In terms of clinical factors, this study did not find any significant correlation, including sex, age, disease course, and dosage of the patients. This is in line with the existing literature. Similarly, previous studies have found no differences due to intelligence, education, medication, etc. [24, 25, 30]., suggesting that it is related to the brain chemistry of the pathological mechanism of schizophrenia itself, specific brain circuits (or information processing pathways), neuroanatomical abnormalities, and environmental factors. With regard to clinical phenotypes, this study did not find a correlation between vocal recognition and the severity of schizophrenia, which was consistent with some studies [31]. Other studies, however, have suggested that the PANSS score was negatively related to language recognition and even specific positive symptoms, such as hallucinations and delusions, usually aggravate the impairment of vocal and emotional recognition in patients with schizophrenia [8, 32, 33]. More recent studies [25, 34] suggested that negative symptoms, such as loss of pleasure, might be closely related to patients’ vocal emotion recognition defects. However, this relationship was found through behavioral and neurological research techniques (including MRI or fMRI), not through clinical scale evaluations. Of note, vocal emotion perception in patients with schizophrenia is a complicated process that is influenced by various complex factors.

This study provides a good voice recognition tool based on a series of studies [22], and this clinical tool has relatively reliable sensitivity and specificity based on our ROC analysis (Fig. 3). We screened the difference between voice recognition and intensity recognition using our software, which provides a potential determination of the clinical phenotype of patients with schizophrenia in language dysfunctional processing. However, the specificity of this tool for schizophrenia needs further investigation.
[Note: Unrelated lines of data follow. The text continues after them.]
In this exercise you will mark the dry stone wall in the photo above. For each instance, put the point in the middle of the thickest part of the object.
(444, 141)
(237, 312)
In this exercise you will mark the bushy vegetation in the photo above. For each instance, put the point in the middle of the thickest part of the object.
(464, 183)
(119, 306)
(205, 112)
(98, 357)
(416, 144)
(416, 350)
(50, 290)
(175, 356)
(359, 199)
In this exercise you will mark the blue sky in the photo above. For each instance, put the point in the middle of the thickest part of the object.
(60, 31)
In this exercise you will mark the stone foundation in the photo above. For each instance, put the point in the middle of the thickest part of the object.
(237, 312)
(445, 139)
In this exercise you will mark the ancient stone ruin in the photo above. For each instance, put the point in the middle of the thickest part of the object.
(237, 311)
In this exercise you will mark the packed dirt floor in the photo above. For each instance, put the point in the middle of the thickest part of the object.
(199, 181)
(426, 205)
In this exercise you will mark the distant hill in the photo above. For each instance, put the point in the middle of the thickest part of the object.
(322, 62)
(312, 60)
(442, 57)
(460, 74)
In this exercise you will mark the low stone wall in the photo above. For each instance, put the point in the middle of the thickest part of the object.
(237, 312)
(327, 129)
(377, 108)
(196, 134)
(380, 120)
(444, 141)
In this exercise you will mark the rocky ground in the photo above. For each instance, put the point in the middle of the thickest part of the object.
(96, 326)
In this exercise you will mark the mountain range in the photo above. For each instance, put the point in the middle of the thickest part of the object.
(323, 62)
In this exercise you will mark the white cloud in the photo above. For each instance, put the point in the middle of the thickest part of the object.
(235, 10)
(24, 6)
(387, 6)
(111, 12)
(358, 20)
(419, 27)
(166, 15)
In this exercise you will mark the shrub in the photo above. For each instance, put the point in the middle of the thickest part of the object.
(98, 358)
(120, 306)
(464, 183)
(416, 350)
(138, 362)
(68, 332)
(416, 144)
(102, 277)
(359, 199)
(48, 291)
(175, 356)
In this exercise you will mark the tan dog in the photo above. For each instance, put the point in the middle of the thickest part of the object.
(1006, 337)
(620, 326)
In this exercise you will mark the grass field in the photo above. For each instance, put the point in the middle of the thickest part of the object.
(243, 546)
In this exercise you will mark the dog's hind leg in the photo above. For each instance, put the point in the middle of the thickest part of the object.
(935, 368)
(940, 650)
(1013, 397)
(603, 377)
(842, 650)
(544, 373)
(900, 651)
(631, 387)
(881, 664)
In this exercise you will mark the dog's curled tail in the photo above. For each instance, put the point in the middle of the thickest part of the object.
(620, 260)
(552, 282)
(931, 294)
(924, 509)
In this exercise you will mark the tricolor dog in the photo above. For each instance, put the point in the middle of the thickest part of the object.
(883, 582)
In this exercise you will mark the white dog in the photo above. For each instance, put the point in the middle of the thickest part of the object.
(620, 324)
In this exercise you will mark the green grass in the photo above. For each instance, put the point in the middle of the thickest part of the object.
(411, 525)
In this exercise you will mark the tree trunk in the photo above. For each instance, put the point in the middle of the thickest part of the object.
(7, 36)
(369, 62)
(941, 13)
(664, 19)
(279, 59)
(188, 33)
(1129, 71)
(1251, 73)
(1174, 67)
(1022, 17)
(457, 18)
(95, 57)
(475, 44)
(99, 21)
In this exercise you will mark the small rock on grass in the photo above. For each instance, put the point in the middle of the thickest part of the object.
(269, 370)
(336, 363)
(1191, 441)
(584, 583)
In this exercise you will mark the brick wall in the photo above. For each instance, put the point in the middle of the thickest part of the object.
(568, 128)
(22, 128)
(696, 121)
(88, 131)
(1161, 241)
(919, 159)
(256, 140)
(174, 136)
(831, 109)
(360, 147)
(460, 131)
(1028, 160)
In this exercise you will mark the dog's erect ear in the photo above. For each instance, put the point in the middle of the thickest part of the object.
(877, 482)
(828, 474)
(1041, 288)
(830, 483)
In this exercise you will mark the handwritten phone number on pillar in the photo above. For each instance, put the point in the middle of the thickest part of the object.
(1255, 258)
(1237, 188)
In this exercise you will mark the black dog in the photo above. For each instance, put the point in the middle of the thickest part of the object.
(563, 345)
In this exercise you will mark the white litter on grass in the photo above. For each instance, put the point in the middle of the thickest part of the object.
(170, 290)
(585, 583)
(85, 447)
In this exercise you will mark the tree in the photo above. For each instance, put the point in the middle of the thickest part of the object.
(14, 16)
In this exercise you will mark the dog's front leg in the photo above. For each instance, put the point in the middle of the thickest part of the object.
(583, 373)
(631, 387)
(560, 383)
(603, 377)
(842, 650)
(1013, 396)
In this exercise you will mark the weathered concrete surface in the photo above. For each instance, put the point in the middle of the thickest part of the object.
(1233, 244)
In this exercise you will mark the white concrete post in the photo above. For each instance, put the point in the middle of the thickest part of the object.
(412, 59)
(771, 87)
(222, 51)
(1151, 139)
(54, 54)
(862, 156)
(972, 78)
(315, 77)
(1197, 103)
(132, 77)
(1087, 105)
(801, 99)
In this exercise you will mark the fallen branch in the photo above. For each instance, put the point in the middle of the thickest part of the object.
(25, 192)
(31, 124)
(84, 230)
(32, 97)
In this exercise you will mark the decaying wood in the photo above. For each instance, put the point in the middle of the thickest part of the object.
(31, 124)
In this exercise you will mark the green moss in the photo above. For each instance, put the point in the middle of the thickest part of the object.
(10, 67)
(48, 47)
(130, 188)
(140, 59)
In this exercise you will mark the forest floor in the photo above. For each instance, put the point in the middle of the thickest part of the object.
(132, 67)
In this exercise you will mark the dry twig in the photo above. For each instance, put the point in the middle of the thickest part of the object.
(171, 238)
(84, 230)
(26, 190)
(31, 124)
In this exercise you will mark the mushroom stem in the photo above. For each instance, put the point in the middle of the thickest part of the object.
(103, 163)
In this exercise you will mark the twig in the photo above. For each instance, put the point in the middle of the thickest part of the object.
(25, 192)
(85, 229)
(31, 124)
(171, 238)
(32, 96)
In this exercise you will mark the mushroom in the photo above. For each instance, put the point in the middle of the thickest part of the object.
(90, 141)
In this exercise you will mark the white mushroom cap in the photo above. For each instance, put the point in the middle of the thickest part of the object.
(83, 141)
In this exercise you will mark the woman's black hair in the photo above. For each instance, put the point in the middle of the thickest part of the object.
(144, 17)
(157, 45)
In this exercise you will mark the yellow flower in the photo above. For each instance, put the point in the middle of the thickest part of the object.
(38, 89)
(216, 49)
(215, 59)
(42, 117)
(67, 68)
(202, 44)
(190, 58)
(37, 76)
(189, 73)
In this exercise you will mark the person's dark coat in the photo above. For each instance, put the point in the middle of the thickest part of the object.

Patients with schizophrenia usually perform poorly when dealing with emotional rhythms. Thus far, emotional prosody has been regarded as an important window to detect impairments in schizophrenia, and it has also played a role in improving people’s social communication. Many studies have shown that vocal emotion recognition is an important supplementary clinical index for the early detection of schizophrenia. However, this study provides a good potential clinical tool and significant evidence for the impaired relationship between vocal recognition and cognitive function. This points out an important direction for future research on emotional prosody understanding to be extended to other neurocognitive fields, such as memory, monitoring, thinking and reasoning, reading and writing ability, language production, and problem-solving ability.